CNN) -- In the aviation mystery which has baffled the world there is one fundamental question which continues to swirl: Has Inmarsat got its numbers right?
It was these very calculations which led the search for MH370 far from the plane's original route across South East Asia and deep into the southern Indian Ocean, off the west coast of Australia. No piece of work is more important in the search for the plane.
I was given exclusive access to the satellite experts who did the ground-breaking work. Time and again, I would ask them the toughest question: "Are you right?"
But before we get there ... How did the data come to light in the first place?
Once the plane went missing, the ground station in Perth checked the logs and discovered that while the aircraft's communications systems were switched off, the plane and the satellite still kept saying "hello" to each other, every hour.
"Having messages for six hours after the plane is lost is probably the biggest disbelief," admits Inmarsat's vice president of satellite operations Mark Dickinson.
These messages are the raw data upon which everything rests.
After the alert had been raised at the company's London headquarters, engineers began urgently interpreting the raw data.
Dickinson explains: "We have some timing information ... that allows you to essentially work out the distance from the satellite ... and in addition to that there were some frequency measurements."
Using the discrepancy of satellite frequency known as theDoppler Effect, the team spent ten days refining their work before they briefed the Malaysian Prime Minister Najib Razak, who stunned the world by revealing the plane's flight had ended in the South Indian Ocean.
Dickinson says that when he realized what had probably happened, his reaction was: "Let's check this and let's check it again, because you want to make sure when you come to a conclusion like that you have done the right work... As good engineers we are trained to check and check again."
So why is Dickinson so sure he is right? Because the model they created showing arcs and Doppler readings was rigorously tested, initially on other aircraft on the satellite at the same time, and then against previous flights by the same aircraft. With minor disagreements both the position and the Doppler reading of those aircraft was predicted accurately.
Other organizations created their own models, ran the comparisons and came to the same conclusions. It is essential to understand: This is not just Inmarsat's frolic.
"No-one has come up yet with a reason why it shouldn't work with this particular flight when it has worked with others," Dickinson told me. "It's very important that this isn't just an Inmarsat activity."
So why haven't they found the plane where Inmarsat says it should be? Simply put, it's a big ocean, the ocean floor is very deep, with valleys and hills. In the bigger picture, the search has really only just begun.
The families have been seeking the release of this raw data for weeks.
The satellite company has extracted the crucial lines from the logs and has published it with an explanation and analysis. They have not published the raw computer pages which is likely to raise questions about why not.
Inmarsat says nothing important has been left out, but that the raw data would not have been understandable on its own.
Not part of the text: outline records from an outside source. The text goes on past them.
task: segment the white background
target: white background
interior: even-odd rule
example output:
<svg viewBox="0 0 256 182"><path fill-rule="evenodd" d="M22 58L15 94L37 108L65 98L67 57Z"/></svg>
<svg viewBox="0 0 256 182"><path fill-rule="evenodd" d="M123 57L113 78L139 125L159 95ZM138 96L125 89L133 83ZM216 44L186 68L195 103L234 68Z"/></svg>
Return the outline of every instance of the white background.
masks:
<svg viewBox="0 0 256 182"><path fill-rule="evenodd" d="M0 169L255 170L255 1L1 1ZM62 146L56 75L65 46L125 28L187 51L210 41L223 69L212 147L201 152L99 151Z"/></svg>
The goal of publication is transparency, not verification.
"What this provides is some transparency on what actual data came back and forwards between the plane and the ground station... How that data has subsequently been used so it allows people to see what technique. I'm hoping a great deal of transparency in terms of the analysis by Inmarsat," says Dickinson.
So, will the publication quell the critics? Probably not. They want every last digit and bit of data so they can re-create the work, something that is impossible without detailed knowledge of the plane's modem, the satellite's own movement and the performance capabilities of the 777 aircraft.
Having covered this story from the moment the plane was lost, I know only too well that the everything hinges on Inmarsat's data.
Could Dickinson be wrong? As an engineer he is, of course open to the possibility, but he insists his data has been "checked and checked ... to make sure we've got it right. Checked against other flights in the area at the same time; checked against previous flights of this aircraft. At the moment there is no reason to doubt -- I believe what this data says."
And that is the heart of the matter. Inmarsat and others will never say they are convinced, they are not those sorts of people. Certainty is the prerogative of those of us less rigorously trained to consider fallibility. Inmarsat's engineers will just rely on the numbers.